The camp was divided by region of origin, and each family was given a plot of land, determined by the size of the family, within that division. Families walked to their lots slowly, their new items clanking at their sides, and any personal effects they had brought from their villages strapped to donkeys, or balanced on their heads. Even small children were expected to carry things. Anyone who had arms and legs and could hold something, did.

Unlike most instances of displacement, where communities flee and haphazardly squat on new land, in this case aid agencies had the opportunity to coordinate a more orderly, systematically designed camp, with carefully measured distances between living quarters, latrines, clinics, and schools. It was one of the first times during a humanitarian crisis that a camp was developed this way and so far things seemed to be going according to plan.
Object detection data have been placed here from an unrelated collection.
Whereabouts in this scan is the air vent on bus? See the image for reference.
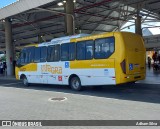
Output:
[121,59,126,74]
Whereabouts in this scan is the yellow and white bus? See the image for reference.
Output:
[16,32,146,90]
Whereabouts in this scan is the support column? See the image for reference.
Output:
[135,14,142,36]
[5,18,14,76]
[65,0,75,35]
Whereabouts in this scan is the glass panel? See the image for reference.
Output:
[77,42,86,60]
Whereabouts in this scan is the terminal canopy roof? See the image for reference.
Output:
[0,0,160,50]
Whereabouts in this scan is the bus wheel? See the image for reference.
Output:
[22,76,29,86]
[70,77,82,91]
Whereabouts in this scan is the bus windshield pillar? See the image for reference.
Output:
[5,18,14,75]
[65,0,75,35]
[135,13,142,36]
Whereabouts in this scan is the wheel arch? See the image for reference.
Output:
[20,74,26,80]
[68,74,82,85]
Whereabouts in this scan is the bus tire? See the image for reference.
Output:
[22,76,29,86]
[70,77,82,91]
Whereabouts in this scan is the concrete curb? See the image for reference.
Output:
[0,76,16,80]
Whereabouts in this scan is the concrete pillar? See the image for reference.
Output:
[5,18,14,76]
[65,0,75,35]
[135,14,142,36]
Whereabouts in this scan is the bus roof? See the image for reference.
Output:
[39,34,89,46]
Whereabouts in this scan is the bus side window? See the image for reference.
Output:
[34,47,41,63]
[40,46,47,62]
[76,41,86,60]
[27,47,34,63]
[69,43,76,61]
[20,48,26,64]
[95,37,115,59]
[47,45,60,62]
[86,40,94,60]
[61,43,69,61]
[54,44,60,61]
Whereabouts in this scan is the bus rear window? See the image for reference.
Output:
[95,37,115,59]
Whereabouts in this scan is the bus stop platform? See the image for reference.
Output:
[0,74,16,80]
[136,67,160,84]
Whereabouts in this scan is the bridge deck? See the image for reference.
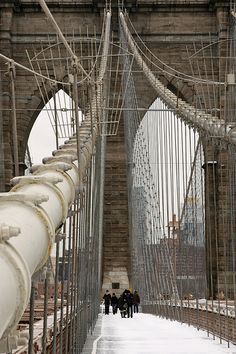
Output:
[82,313,232,354]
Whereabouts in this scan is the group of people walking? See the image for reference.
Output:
[103,289,140,318]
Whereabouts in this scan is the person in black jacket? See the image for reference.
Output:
[111,293,118,315]
[103,290,111,315]
[118,290,128,318]
[133,290,140,313]
[126,290,133,318]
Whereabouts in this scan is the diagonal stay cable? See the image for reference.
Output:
[119,12,236,145]
[38,0,90,79]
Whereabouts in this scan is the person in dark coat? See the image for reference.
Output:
[126,290,133,318]
[103,290,111,315]
[118,290,128,318]
[111,293,118,315]
[133,290,140,313]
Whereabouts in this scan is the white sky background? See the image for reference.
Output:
[28,90,72,164]
[82,313,236,354]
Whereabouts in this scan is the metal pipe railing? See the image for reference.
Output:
[0,11,111,353]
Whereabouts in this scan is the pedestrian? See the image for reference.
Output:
[111,293,118,315]
[118,290,128,318]
[103,290,111,315]
[126,290,133,318]
[133,290,140,313]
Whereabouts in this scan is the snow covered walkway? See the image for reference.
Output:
[83,313,236,354]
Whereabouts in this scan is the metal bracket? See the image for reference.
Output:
[0,224,21,242]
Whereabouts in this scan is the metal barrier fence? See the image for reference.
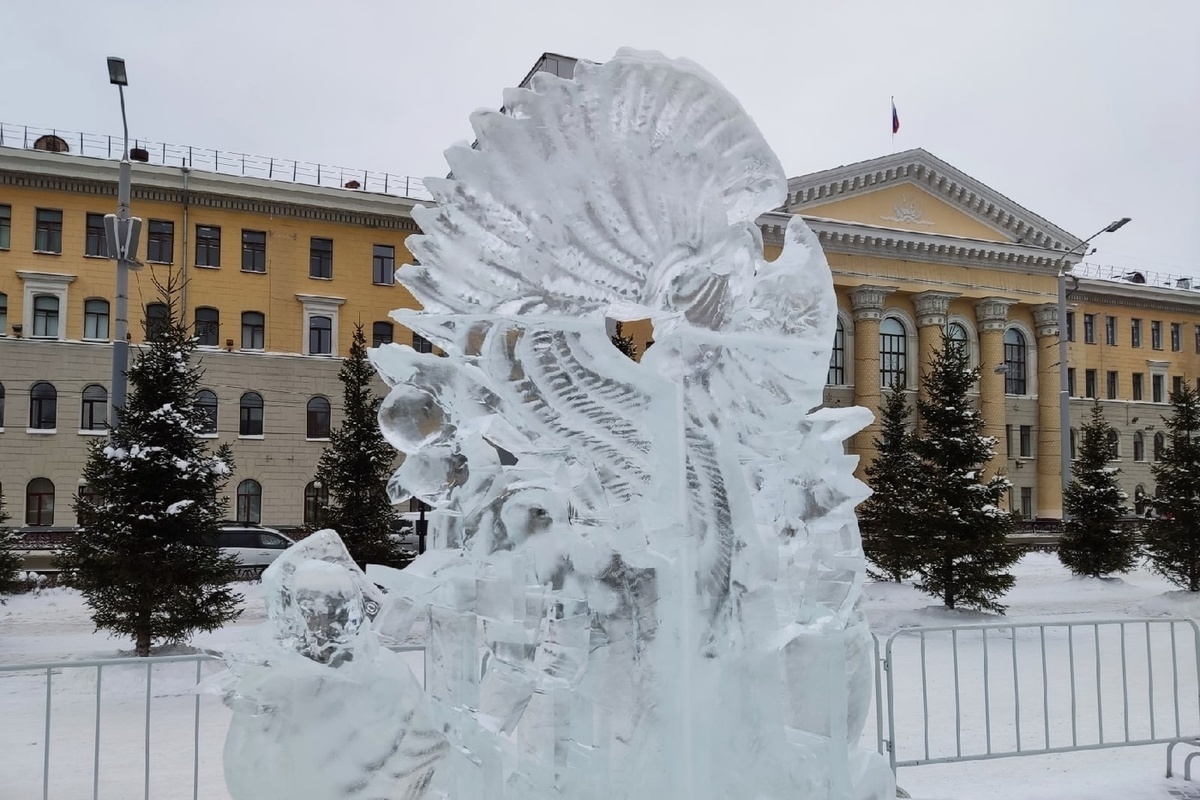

Aid agencies need to collaborate to provide people
with material relief—and ideally, help them preserve a sense of human dignity—and there were over twenty such agencies working in Al Salam. A single organization doesn’t have the resources or expertise to do it all. If one organization builds a school, another must deliver water and a place for kids to go to the bathroom. If another organization doesn’t provide a meal in school, children will typically go hungry and be too exhausted to study. And if yet another organization doesn’t come in to assist parents in finding and maintaining their livelihoods, they might not be able to afford to send their kids to school, or pull them out to work instead. If there isn’t a clinic nearby where a child can get treated if he gets sick—well, then he wasn’t going to be coming to school anyway. People didn’t need just one kind of intervention. They needed a package of services, and agencies had to come together to provide comprehensive support. It’s like building a house: you need a contractor to pour the foundation and erect the walls, an electrician to install the lights and outlets, a plumber to put in the sinks and toilets.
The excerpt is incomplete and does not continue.